They’d worried a lot about me this past year. It had drawn us closer, but now that we were going to separate, they were feeling some anxiety. I was too.
I held my arm out. “Gold. Time for school.”
A shadow crossed over my body as the puffer flew down and landed on my arm. There was a glint of intelligence in his eyes, and his head looked at the purple mana curiously.
He tried to peck at it, but it slipped through his beak.
He squawked.
I scratched the back of his neck and he calmed down.
“There’s going to be a lot of that soon.” I reminded him. “Remember to stay inside the boat.”
The puffer chirped and nodded its head. The mana waved through the air, multiplying, and I said my goodbyes to my parents. There were butterflies in my stomach.
A real magic school.
Who hadn’t thought about having an owl appear in their room with a letter in its mouth?
The portal began to form, and I frowned. This wasn’t a boat. I could see something transparent within the mana. It slowly materialised and if I squinted it looked like wood. Then it fully appeared, and I realised I was right.
It was a wooden door.
Waves of purple mana glowed in the air, enticing me towards the door. I took a step forward, certain in my actions.
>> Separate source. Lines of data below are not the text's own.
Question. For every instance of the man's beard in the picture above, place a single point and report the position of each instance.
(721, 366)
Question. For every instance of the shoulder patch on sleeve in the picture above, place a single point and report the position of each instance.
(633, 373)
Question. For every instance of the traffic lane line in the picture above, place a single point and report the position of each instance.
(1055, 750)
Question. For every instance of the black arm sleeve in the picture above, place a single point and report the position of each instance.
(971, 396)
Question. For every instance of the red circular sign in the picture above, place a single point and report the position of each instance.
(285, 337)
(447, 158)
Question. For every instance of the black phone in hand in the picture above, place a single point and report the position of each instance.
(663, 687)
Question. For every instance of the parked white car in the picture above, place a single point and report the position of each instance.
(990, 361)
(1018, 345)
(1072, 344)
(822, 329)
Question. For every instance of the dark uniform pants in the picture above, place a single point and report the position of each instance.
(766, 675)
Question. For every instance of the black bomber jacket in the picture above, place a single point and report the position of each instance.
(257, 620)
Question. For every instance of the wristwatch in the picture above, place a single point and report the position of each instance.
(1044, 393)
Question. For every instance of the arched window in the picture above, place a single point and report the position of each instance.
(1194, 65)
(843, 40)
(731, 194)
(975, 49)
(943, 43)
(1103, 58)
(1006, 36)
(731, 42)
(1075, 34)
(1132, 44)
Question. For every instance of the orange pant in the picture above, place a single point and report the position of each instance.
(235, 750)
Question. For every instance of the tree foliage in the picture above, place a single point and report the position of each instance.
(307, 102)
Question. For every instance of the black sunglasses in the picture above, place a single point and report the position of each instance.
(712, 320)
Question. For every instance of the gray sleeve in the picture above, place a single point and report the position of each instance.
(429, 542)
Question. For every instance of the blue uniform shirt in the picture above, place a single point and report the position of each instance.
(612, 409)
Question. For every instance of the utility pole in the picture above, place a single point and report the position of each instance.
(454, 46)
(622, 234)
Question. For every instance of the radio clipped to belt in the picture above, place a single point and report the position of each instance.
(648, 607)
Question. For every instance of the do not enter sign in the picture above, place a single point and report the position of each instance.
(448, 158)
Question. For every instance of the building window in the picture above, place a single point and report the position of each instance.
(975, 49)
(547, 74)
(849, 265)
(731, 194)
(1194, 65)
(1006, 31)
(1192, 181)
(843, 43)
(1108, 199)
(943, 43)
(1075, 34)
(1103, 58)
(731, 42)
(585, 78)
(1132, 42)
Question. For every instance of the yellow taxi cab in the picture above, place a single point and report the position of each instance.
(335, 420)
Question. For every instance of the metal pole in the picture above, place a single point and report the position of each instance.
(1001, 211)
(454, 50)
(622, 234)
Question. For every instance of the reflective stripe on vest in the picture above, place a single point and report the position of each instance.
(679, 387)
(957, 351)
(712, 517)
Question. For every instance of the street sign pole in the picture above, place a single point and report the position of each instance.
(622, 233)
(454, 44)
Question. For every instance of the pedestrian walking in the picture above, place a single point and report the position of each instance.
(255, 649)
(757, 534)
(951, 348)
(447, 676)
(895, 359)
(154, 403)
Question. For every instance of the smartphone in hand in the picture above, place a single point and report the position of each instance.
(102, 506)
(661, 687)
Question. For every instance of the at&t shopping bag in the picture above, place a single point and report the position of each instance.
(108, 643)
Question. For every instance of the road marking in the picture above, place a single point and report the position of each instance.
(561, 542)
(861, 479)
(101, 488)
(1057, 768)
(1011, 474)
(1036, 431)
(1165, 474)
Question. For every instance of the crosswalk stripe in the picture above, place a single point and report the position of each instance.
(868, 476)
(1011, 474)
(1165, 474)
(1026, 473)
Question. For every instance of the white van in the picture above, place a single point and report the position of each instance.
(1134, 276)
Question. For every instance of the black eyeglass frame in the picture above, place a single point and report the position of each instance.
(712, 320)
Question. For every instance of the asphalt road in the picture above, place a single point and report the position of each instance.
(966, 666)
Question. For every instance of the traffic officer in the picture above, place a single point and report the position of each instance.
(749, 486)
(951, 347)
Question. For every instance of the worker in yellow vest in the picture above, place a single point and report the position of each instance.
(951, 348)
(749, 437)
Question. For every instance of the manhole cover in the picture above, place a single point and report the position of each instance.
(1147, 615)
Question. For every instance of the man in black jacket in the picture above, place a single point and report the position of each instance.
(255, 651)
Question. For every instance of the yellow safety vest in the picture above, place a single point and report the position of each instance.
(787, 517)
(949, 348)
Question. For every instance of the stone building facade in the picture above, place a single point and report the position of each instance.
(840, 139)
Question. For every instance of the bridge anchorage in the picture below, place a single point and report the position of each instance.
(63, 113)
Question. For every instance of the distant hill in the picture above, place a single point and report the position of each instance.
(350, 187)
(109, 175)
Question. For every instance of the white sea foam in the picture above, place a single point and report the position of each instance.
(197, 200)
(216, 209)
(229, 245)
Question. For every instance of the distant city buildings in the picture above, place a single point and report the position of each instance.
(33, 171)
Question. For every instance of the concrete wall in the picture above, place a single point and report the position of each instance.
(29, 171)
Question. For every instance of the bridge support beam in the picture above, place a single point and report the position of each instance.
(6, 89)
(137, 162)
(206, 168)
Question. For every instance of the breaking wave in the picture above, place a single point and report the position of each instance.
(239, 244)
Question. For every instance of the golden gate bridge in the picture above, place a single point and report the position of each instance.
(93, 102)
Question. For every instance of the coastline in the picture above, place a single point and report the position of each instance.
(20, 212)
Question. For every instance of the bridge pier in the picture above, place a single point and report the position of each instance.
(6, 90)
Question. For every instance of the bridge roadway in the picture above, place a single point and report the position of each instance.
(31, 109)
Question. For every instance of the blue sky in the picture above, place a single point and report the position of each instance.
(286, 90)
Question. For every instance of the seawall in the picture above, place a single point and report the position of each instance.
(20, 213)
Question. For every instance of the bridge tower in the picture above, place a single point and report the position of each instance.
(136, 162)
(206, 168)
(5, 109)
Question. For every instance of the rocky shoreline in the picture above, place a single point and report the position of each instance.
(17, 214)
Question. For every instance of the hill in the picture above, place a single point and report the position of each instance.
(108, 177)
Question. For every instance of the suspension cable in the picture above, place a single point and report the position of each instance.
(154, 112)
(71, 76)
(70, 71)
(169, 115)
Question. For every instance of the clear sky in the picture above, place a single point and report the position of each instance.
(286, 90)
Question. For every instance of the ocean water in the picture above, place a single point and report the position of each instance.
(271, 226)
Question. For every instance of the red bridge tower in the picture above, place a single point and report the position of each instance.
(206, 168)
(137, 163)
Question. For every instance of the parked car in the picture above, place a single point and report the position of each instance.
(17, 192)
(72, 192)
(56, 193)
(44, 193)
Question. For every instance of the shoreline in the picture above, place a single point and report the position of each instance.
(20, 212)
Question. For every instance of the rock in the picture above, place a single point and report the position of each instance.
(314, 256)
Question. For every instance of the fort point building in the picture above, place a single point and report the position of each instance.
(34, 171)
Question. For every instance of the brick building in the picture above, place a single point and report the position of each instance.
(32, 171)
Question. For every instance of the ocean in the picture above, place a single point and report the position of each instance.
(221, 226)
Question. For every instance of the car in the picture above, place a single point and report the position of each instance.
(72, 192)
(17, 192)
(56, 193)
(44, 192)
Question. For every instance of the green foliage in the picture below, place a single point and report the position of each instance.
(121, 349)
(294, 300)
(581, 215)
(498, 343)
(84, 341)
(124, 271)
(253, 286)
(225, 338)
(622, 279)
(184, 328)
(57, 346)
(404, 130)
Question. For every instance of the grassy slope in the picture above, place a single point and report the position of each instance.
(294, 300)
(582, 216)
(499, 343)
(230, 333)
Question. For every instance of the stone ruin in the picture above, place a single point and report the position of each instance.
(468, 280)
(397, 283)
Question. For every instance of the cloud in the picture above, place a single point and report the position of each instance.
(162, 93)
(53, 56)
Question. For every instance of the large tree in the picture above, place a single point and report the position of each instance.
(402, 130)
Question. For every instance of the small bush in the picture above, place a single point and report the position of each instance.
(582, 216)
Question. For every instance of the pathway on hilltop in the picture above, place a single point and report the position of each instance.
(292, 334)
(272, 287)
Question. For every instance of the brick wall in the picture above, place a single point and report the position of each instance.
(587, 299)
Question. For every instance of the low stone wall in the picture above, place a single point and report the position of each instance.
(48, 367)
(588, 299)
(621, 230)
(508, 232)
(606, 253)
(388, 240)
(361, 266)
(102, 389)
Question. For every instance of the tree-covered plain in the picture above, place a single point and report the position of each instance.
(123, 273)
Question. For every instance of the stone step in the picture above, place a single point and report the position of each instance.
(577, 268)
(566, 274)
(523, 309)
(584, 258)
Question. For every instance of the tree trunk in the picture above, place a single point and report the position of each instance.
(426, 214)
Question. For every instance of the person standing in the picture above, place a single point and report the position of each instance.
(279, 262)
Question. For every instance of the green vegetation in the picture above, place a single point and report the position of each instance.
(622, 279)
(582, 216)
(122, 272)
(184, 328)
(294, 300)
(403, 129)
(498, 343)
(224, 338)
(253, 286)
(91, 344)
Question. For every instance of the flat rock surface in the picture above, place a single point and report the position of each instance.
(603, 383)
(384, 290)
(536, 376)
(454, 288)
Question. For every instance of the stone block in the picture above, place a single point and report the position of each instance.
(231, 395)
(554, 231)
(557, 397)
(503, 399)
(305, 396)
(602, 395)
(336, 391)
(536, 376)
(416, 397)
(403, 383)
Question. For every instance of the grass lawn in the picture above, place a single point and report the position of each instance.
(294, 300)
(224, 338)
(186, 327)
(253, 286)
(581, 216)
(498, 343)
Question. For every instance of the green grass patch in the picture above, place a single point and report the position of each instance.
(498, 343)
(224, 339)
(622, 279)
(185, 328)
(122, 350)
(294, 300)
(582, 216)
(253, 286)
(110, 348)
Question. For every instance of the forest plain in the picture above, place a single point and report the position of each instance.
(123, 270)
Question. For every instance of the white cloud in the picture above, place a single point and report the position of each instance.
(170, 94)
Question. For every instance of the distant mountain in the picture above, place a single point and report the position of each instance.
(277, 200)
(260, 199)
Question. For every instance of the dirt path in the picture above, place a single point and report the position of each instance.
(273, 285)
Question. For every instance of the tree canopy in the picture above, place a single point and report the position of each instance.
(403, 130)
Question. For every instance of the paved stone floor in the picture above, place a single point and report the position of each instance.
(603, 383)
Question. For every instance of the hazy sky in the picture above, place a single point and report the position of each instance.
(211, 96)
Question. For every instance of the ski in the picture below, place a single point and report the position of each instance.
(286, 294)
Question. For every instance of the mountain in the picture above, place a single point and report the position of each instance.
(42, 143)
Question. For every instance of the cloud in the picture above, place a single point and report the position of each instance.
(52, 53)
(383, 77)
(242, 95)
The door itself looked ordinary. It had a doorknob in the middle, and as I drew closer it creaked open on its own.
Something glowed in my pocket. I reached in and pulled it out. It was a piece of metal with my name and other details on it. My school ID card.
The school had sent it to me when I’d been accepted.
It was reacting with my body, and then the glow flowed into the door, providing me access. I sent a final wave goodbye to my parents, and then the puffer and I entered through the door.
Woah.
The door opened into a corridor that was awash with purple water. I waded through it, not impacted by the illusion of wetness. It wasn’t real water, it was mana.
I was in the purple world, but I had never been inside a building while here. The walls were solid marble, but they moved rhythmically around me, alive and breathing.
Was I in the nexus?
I admired the view and made my way through the corridor. It only led one way. I traced my hands against its wall, and the puffer tapped the marble with its beak.
My footsteps were drowned out by the water, and as I passed through the end of the corridor, I found myself facing a hallway. And stairs. Lots of stairs.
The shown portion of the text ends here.